Mittwoch, 11. August 2021

Listen to our cry (Ars Produktion)


 Diese CD ist besonders, das zeigt schon ein Foto von der Aufnahmesituation im Innenteil: Musiker, die mit Mund-Nase-Maske am Pult sitzen. Werke von fünf Komponisten, die ihre Heimat verlassen haben, um künstlerisch tätig zu sein. Musik, die Einflüsse aus unterschiedlichsten Kulturen verknüpft – und damit oftmals auch Konflikträume aufzeigt. Ein Trompeter aus Deutschland, der ein Schofar bläst, das ihm der israelische Pianist und Komponist Benjamin Jussupow geschenkt hat. 
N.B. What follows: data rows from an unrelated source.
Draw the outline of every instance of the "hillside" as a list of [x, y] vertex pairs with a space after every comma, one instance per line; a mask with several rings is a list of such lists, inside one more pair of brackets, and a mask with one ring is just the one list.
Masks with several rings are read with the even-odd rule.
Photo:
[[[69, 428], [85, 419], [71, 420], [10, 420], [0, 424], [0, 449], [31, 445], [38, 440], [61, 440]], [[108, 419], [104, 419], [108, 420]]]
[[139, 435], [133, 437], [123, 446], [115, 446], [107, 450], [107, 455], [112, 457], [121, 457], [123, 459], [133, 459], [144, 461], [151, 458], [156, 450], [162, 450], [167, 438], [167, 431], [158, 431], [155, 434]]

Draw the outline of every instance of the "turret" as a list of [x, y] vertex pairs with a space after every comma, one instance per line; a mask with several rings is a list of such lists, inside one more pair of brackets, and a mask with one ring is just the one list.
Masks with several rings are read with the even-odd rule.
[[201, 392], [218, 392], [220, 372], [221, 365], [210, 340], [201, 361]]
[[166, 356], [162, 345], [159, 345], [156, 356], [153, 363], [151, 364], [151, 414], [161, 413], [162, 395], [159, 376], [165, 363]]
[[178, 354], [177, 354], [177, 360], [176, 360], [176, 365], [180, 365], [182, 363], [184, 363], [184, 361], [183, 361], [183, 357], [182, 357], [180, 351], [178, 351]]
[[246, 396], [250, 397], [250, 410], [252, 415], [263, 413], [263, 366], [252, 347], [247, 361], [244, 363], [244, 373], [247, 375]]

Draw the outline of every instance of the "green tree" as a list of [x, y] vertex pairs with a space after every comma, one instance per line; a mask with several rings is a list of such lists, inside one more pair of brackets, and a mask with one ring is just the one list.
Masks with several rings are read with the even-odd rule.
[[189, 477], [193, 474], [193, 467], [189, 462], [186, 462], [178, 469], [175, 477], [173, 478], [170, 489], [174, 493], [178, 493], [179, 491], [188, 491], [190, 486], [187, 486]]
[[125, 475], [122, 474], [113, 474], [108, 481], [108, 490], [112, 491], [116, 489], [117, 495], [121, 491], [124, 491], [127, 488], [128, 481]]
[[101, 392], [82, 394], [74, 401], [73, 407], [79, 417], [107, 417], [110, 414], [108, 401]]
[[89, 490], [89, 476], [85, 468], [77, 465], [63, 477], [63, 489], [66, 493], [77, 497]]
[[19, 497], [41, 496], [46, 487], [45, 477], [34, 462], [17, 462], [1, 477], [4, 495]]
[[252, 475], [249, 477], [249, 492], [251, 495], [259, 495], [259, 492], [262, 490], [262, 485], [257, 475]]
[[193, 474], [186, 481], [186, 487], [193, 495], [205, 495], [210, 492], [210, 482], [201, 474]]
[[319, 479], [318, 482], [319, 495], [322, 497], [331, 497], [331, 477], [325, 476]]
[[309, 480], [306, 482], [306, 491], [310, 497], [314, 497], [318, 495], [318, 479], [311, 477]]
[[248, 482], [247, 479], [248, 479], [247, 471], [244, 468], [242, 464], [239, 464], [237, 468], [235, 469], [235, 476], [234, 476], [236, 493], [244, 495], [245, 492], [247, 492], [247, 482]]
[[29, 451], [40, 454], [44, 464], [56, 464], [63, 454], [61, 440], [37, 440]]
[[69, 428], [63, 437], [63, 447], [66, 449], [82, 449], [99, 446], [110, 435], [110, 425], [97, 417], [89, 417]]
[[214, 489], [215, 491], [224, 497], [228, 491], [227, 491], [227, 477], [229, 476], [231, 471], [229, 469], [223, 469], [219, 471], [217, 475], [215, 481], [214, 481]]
Angesichts der aktuellen woken Trends am Weltanschauungsmarkt zuckt man kurz zusammen und fragt sich: Ja, darf der denn das? Oder ist das etwa schon kulturelle Aneignung?? Unsere Vorväter aber, die Feldherrn und Königen gern die Sopranlage zuwiesen, dürften kaum die Auffassung teilen, dass Hautfarbe, Geschlecht und Herkunft für die Vergabe von Rollen ein entscheidendes Kriterium darstellen. Über die Saturiertheit, Verklemmtheit und Verblendung der modernen Gesellschaft würden sie vermutlich ein homerisches Gelächter anstimmen. 

Freiheit ist auch das zentrale Motiv der Musiker, die zu dem vorliegenden Album beigetragen haben. Schon die Liste der Instrumente, die Reinhold Friedrich für diese Einspielung genutzt hat, führt einmal rings um die Welt. Benjamin Jussupow vereint in seinem Stück Listen to our cry Motive aus der jüdischen, der christlichen und der muslimischen Tradition. Ivan Fischer kombiniert in seiner Kantate Die Stimmen der Geister jiddische und deutsche Texte und Klänge. 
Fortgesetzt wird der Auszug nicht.